Lyell y Hooker tomaron una decisión salomónica. Decidieron presentar un artículo conjunto, conformado por el manuscrito de Darwin escrito en 1844, la carta de Darwin a Asa Gray y el manuscrito de Wallace. El artículo se presentó el primero de julio de 1858 en una reunión extraordinaria de la Linnaean Society. Ninguno de los autores estuvo presente. Wallace estaba en las islas malayas completamente ajeno al drama de los últimos días. Y Darwin estaba en el cementerio enterrando a su hijo Charles, quien no había resistido el embate de la escarlatina.
Darwin quedó “mas que satisfecho” con la reunión. Pero siempre fue muy celoso en afirmar que no tuvo “absolutamente nada que ver en guiar la decisión que Lyell y Hooker habían considerado como el curso de acción más justo”. Wallace también quedo satisfecho. En una carta a Hooker, escribió que habría sentido mucho dolor y arrepentimiento si la decisión hubiera sido publicar solo su manuscrito. Por la misma época, Wallace le confesó a su madre que todo el incidente le serviría, al menos, para estar cerca de hombres como Lyell, Hooker y Darwin, las luminarias científicas del momento. Darwin pensaba en el futuro, en la posteridad. Wallace, por el contrario, sólo se ocupaba de presente.
Después del incidente, Darwin no tuvo opción distinta a ponerse a trabajar, a escribir finalmente la obra que había aplazado durante veinte años. Trabajó febrilmente por casi 18 meses, y en noviembre de 1859 publicó “El origen de las especies por medio de la selección natural o la preservación de las razas más favorecidas en la lucha por la vida”, probablemente el libro más importante en la historia de la humanidad.
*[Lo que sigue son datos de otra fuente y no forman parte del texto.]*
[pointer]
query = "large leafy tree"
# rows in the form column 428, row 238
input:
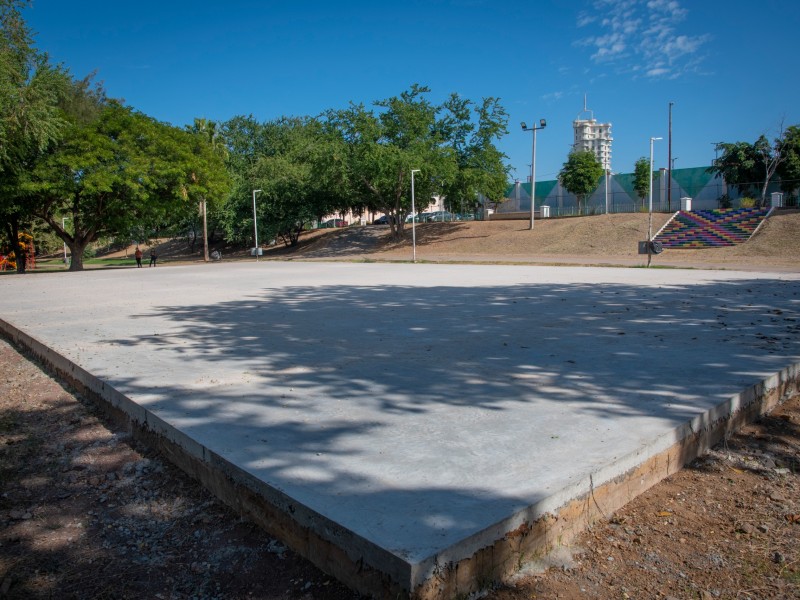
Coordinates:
column 481, row 168
column 30, row 119
column 208, row 183
column 299, row 178
column 789, row 168
column 751, row 167
column 581, row 174
column 384, row 145
column 115, row 171
column 296, row 165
Los seres humanos nunca pueden apelar ante el juez implacable de la historia. Pero cabe especular, así sea vanamente, sobre lo que pensarían Darwin y Wallace acerca de su lugar, ya asegurado, en la historia de los hombres. Ambos, en mi opinión, estarían satisfechos. Darwin, el ganador, siempre creyó en las virtudes de la competencia (“los más vigorosos, saludables y felices sobreviven y se multiplican”). Wallace, por el contrario, creía “en la cooperación y la coordinación hermanada por el bien y la igualdad de todos”. En suma, Darwin siempre quiso explotar la bomba de la evolución, y lo logró. Wallace, como escribió Cyril Aydon, se conformó con haber simplemente encendido la mecha.